Fireball musste lachen. „Du hast keine Ahnung, wie gern unsere Historiker dich in die Hände bekommen würden. Die Geschichte der Outrider ist seit Commander Eagles Entführung vor vielen Jahren ein heiß diskutiertes Thema. Wusstest du, dass einige der Meinung sind, das Menschen und Outrider gemeinsame Vorfahren haben?“

„Wegen der Moai-Köpfe“, stellte der Junge nickend fest. „Ich habe davon gehört.“

„Und vielleicht weißt du mehr darüber?“

Abwehrend hob JJ die Hände. „Oh nein, keine Chance! Ich werde dir oder irgendwelchen Wissenschaftlern nichts ohne Zustimmung der Clane erzählen. Das ist nicht meine Angelegenheit. Die Ältesten der Clane werden vermutlich darüber entscheiden, wie viele Informationen sie preisgeben oder auch nicht.“

Fireball nickte enttäuscht, aber nicht unzufrieden. Er musste die Hierarchie der Outrider akzeptieren, obwohl er schon neugierig war, ob an den Gerüchten über gemeinsame Vorfahren etwas dran sein könnte.
 

„Was ist mit dir und meiner Mutter?“

Dieser unvermittelte Themenwechsel verwirrte den ehemaligen Rennfahrer völlig und er spürte, wie ihm bei der Erwähnung ihres Namens warm wurde. „Was soll mit ihr sein?“

JJ schüttelte leicht den Kopf. „Ihr macht es aber auch spannend“, kommentierte er. „Du weißt, dass sie gewisse Gefühle für dich hat und du für sie auch, sonst hättest du nicht so einen roten Gemüsekopf.“, stellte er dann fest. „Aber, du kannst mich nicht ausstehen und sie will den Kontakt zu mir aufrechterhalten und daran scheitert es mal wieder, richtig?“

„Du bist der Sohn deines Vaters.“ Fireballs Antwort war schleppend. Der Junge brachte die Dinge auf den Punkt, oder doch nicht? Die letzte Stunde lang hatten sie sich ruhig miteinander unterhalten, keine Spur von Feindseligkeit. Vielleicht war er ja doch nicht wie Jesse? Fireball spürte, wie er unsicher wurde. Konnte es sein, dass er damals falsch gelegen hatte und immer noch falsch lag? Nicht nur das Aussehen machte den Menschen aus, sondern der Charakter und die Erziehung und wenn er sich nicht rundweg geweigert hätte, den Gedanken auch nur in Betracht zu ziehen, das Kind zu suchen und Kontakt aufzunehmen, dann…

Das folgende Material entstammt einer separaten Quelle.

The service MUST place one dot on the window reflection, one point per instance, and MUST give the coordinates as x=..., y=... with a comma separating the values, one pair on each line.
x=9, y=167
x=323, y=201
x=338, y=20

Er schluckte hart. Vielleicht hätte aus dem Bengel ja doch etwas Anständiges werden können? „Du siehst zumindest so aus wie er“, ergänzte er lahm.

„Ich habe ihn nie kennengelernt, nur Fotos gesehen und einen Haufen Lügen über ihn gehört“, stellte JJ lapidar fest. „Ich weiß nicht einmal, ob ich ihn gemocht hätte oder nicht. Wieso bilden sich alle ein Urteil über mich nur aufgrund meiner Abstammung und meines Aussehens?“

Die Frage saß und Fireball sah ihn überrumpelt an.

„Du magst Mandarin, sie dich leider ebenfalls. Ich will den Kontakt zu ihr und obwohl ich dich nicht besonders mag und sicher bin, dass sie was Besseres finden würde, ich wäre bereit, dich in ihrem Leben zu akzeptieren. Wieso kannst du das nicht andersrum genauso?“, fragte dieser unbarmherzig weiter. „Diese Haltung macht euch beide fertig, da ist es vielleicht ganz klug, wenn sie mit mir weg zieht, auch wenn sie, glaube ich, ihre Arbeit hier sehr mag und gern bleiben würde.“

„Und du bist genauso direkt wie Jesse.“ Fireball fehlten die Worte. Was sollte er auch auf diese treffenden Feststellungen des Teenagers erwidern?

Er liebte Mandarin immer noch und jetzt, wo sie wieder Teil seiner Gegenwart und seines Lebens war, wollte er sie nicht mehr aufgeben. Dass auch sie ihn mochte fühlte er. Würde sie ihm erneut eine Chance geben und war er selbst in der Lage, JJ eine Chance zu geben?
 

„Ich will einen Deal!“

Der Satz riss Fireball aus seinen Gedanken. „Was?“ Wo hatte er das denn her? „Da gibt’s nichts zu dealen. Du wirst das, was wir beschlossen haben, akzeptieren müssen oder du wanderst in den Knast, auch wenn mich deine Mutter dafür vermutlich massakrieren wird.“

„Oder, aber das ist nur mein Plan, bei erster Gelegenheit werde ich mir einen Gleiter schnappen und in die Phantomzone verduften“, stellte JJ fest. „Und dort findet ihr mich nie.“

Damit hatte er wohl Recht. „Dann ist es vielleicht gleich besser, wir stecken dich ins Gefängnis und du atmest gesiebte Luft, bis du alt und grau bist, oder?“ Die entspannte Atmosphäre drohte zu kippen. Er, Commander der Kavallerie, ließ sich doch von diesem Bürschchen nicht erpressen.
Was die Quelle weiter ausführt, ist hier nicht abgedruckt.